Wellstar looks to add hospitals 8 weeks after closing Atlanta Medical Center

Marietta, Ga.-based Wellstar Health System closed its 460-bed Atlanta Medical Center Nov. 1, a move deemed abrupt by many community stakeholders. On Dec. 27, the health system announced plans to partner with a health system 150 miles away to "expand access to quality care for all Georgians."

Wellstar had operated Atlanta Medical Center since 2016 before its Nov. 1 closure. When Wellstar announced the closure plan Aug. 31, the system said it invested more than $350 million in capital improvements and to support sustained operating losses at the hospital, including a loss of $107 million in the last year. It pointed to decreasing revenue and increasing costs for staff and supplies, worsened by inflation. 

The day after AMC closed, Wellstar's CEO and board chair took out an op-ed in The Atlanta Journal-Constitution to note that they had completed an "exhaustive" search for partners that found no takers. 

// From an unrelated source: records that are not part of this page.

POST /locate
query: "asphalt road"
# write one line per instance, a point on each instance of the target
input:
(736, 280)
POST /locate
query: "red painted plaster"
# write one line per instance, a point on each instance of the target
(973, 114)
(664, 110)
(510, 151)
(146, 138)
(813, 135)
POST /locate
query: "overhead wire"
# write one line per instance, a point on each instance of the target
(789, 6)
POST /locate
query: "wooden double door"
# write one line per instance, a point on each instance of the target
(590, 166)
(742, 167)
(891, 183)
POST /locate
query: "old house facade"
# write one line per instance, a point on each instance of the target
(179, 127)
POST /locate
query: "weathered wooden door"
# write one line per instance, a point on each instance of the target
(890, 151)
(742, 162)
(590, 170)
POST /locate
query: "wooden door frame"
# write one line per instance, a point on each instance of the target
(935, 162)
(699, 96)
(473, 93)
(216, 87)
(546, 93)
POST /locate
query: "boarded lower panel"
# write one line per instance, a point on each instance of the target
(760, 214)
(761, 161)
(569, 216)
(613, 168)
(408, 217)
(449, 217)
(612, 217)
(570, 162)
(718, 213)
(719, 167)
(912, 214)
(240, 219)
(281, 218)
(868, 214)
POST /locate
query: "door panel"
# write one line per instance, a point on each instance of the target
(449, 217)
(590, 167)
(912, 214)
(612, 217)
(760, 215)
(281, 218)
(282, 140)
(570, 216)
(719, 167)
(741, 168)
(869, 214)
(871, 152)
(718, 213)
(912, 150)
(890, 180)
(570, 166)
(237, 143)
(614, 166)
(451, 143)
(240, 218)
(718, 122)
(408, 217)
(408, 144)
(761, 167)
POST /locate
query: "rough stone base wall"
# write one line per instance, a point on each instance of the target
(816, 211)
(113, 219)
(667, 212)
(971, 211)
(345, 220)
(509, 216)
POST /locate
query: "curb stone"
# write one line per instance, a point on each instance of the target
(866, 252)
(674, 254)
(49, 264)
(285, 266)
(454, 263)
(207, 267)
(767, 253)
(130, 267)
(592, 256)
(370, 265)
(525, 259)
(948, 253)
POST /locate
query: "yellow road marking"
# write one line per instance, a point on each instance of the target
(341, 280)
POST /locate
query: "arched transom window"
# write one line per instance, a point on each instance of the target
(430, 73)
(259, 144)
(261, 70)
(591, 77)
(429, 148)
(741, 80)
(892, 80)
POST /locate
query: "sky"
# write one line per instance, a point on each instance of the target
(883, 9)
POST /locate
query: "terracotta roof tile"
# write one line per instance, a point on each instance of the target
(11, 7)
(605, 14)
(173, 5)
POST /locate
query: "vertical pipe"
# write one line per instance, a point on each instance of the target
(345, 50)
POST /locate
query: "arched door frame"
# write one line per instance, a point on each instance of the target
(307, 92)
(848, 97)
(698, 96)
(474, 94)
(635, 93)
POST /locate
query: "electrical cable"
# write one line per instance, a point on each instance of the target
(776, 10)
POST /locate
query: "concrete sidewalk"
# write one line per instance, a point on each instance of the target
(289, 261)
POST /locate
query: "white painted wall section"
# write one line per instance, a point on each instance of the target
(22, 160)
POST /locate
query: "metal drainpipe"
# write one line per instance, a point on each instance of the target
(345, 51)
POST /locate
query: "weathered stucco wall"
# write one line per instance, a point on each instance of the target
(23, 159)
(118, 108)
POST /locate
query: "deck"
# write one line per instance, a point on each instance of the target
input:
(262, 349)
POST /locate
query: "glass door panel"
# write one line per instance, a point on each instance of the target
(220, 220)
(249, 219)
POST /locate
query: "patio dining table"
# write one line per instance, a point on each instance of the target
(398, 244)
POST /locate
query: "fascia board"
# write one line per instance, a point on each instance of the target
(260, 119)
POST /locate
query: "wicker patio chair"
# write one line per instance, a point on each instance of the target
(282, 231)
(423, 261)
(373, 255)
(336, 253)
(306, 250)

"We understand and share the community's disappointment that the hospital has closed as of November 1," Candice Saunders, president and CEO, and O. Scott Swayze, MD, chair of the board, wrote in their shared op-ed. "While the decision may have felt abrupt, it came after an exhaustive search where a national consulting firm identified a number of potential partners. However, after learning more about AMC's infrastructure and finances, none were willing to move forward. Discussions with state, local and community officials also offered no alternate paths forward."

The loss of AMC means Atlanta and its half-million residents are down to a single level 1 trauma center, the city's public Grady Health System. The state extended a $130 million cash infusion to the safety-net to fund the addition of 200 beds to 953-bed Grady. The hospital has seen its trauma volume increase from 25 percent to 30 percent. 

"We were already running close to capacity or at capacity prior to AMC closing. We're now at capacity daily," Robert Jansen, MD, chief medical officer and chief of staff at Grady, told Becker's

Eight weeks after AMC closed, Wellstar and Augusta (Ga.) University Health announced Dec. 27 they had signed a letter of intent to "form an innovative new partnership." Headquartered 150 miles outside of Atlanta, AU Health includes 478-bed Augusta University Medical Center; 154-bed Children's Hospital of Georgia; more than 80 outpatient practice sites; and a critical care center that provides adult level 1 and pediatric level 2 trauma care. 

The health systems said the partnership was years in the making, with discussions dating back to 2019 about closer alignment. The release did not contain information about governance, finances or leadership, and said "there are aspects of the proposed partnership yet to be determined." The systems suggest the partnership "would likely result in significant investments to improve existing healthcare facilities and to expand access to care across the state," including an expanded healthcare professional pipeline through combined education and research programs and a new hospital in Augusta's Columbia County. 

Money Magazine recognized Columbia County in 2020 for containing top places to live, recognizing one city — Evans — as No. 1, noting that one in every 90 residents in the Augusta area is a physician. 

"Of all the U.S. towns and cities we looked at this year, Evans had the lowest cost of living of any place with similarly high income levels," Money wrote. "Those generous salaries are due in part to proximity to Augusta — a city locals often refer interchangeably with Evans — which is brimming with good jobs." 

In 2019, 22 percent of AU Health patients had commercial insurance coverage compared to only 16 percent of AMC patients, The Atlanta Journal-Constitution reported Dec. 28. Nearly 70 percent of AMC's admitted patients were Black and 23 percent white; at Augusta University Medical Center, just under half are white and just under half are Black, based on 2019 documents reviewed by the newspaper.

The imprecise details of a potential Wellstar-AU Health partnership eight weeks after AMC's closure raises questions not only about the deal itself, but the motivation behind hospital ownership and operations in general, one former Wellstar leader told AJC. 

"I thought their prime goal was the healthcare of metro Atlanta," Mark Waterman, MD, former chief of medical staff at AMC, said. "So it's concerning."